If there are any remaining assets after the creditors have been paid, they may be distributed to the shareholders. However, in many cases, the proceeds from the sale of the company’s assets are not enough to pay off all creditors, and the shareholders may not receive any payment. The specific process for compulsory liquidation will depend on the laws of the country in which the company is based.

Documents Required for the Liquidation of a Company in India:

In India, the process of liquidating a company is governed by the Insolvency and Bankruptcy Code (IBC). Under the IBC, the following documents may be required to initiate the liquidation process:

  • A copy of the business PAN
  • Resolution of the board of directors to initiate liquidation proceedings
  • A copy of the company’s memorandum and articles of association
  • A list of the company’s creditors and the number of their claims
  • A list of the company’s assets and liabilities
  • A statement of the company’s affairs
  • A statement of the company’s financial position
  • A report from the company’s auditor on the financial affairs of the company

Conclusion:

May it be any type of liquidation, the goal is to distribute the company’s assets in a fair and orderly manner to its creditors and shareholders. The specific process for liquidation will depend on the type of liquidation and the laws of the country in which the company is based. So, expert guidance like Vakilsearch might be required to assist you throughout the process. For any kind of assistance with respect to the liquidation of the company, you can seek online guidance here at Vakilsearch as they are very approachable and affordable.

FAQs

When is MVL used?

MVL, or Members' Voluntary Liquidation, is typically employed when a solvent company decides to cease operations. It is commonly used during business closures, restructuring, or when shareholders wish to distribute assets among themselves.

How does MVL work?

In MVL, shareholders appoint a liquidator to wind up the company's affairs. Assets are sold, liabilities settled, and remaining funds distributed among shareholders, often resulting in tax advantages for them.

How does CVL work?

CVL, or Creditors' Voluntary Liquidation, occurs when a company is insolvent, and its directors decide to wind it up. The appointed liquidator realises assets, pays creditors, and distributes any remaining funds according to a statutory hierarchy.

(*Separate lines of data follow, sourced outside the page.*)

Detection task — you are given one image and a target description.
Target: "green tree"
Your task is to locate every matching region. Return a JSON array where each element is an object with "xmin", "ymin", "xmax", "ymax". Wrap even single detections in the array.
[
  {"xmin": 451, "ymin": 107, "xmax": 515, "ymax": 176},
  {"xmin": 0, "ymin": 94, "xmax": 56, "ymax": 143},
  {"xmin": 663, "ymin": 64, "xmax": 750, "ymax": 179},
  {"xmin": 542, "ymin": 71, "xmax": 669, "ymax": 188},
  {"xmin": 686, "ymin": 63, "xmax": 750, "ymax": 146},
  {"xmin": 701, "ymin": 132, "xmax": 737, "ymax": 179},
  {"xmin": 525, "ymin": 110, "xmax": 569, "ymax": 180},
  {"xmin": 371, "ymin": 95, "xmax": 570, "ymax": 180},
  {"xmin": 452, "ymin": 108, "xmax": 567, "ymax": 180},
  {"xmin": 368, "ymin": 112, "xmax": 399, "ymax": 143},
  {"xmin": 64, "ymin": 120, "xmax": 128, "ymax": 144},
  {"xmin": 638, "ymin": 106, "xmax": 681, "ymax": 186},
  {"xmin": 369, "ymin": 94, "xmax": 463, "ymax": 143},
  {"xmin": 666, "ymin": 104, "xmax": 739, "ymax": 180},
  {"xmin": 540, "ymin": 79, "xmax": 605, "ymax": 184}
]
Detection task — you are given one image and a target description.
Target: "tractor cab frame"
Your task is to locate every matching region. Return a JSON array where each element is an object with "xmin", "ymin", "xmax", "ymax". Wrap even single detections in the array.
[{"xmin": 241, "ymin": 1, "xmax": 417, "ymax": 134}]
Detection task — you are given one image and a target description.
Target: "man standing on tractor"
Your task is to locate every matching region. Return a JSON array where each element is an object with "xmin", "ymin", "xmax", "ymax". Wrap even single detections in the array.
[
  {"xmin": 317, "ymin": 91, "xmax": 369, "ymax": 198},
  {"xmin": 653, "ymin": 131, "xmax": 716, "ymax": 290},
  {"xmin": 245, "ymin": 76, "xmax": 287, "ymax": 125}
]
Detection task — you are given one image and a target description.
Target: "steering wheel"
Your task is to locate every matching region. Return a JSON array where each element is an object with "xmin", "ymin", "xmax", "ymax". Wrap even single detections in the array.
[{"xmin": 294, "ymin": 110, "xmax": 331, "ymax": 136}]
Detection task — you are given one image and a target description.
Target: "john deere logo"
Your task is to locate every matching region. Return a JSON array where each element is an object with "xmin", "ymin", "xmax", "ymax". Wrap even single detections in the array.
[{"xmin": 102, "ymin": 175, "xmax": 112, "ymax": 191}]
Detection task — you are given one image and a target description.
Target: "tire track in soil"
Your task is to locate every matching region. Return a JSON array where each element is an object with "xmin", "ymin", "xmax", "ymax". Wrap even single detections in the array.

When is Compulsory Liquidation used?

Compulsory Liquidation is initiated by external parties, such as creditors or regulatory authorities, when a company is unable to pay its debts. It is a legal process mandated by the court to wind up the company's affairs.

What happens to employees in liquidation?

In liquidation, employees become creditors for unpaid wages and other employment-related claims. Employee claims are prioritised in the distribution of remaining assets, but the amount they receive depends on the available funds after settling higher-ranking creditors.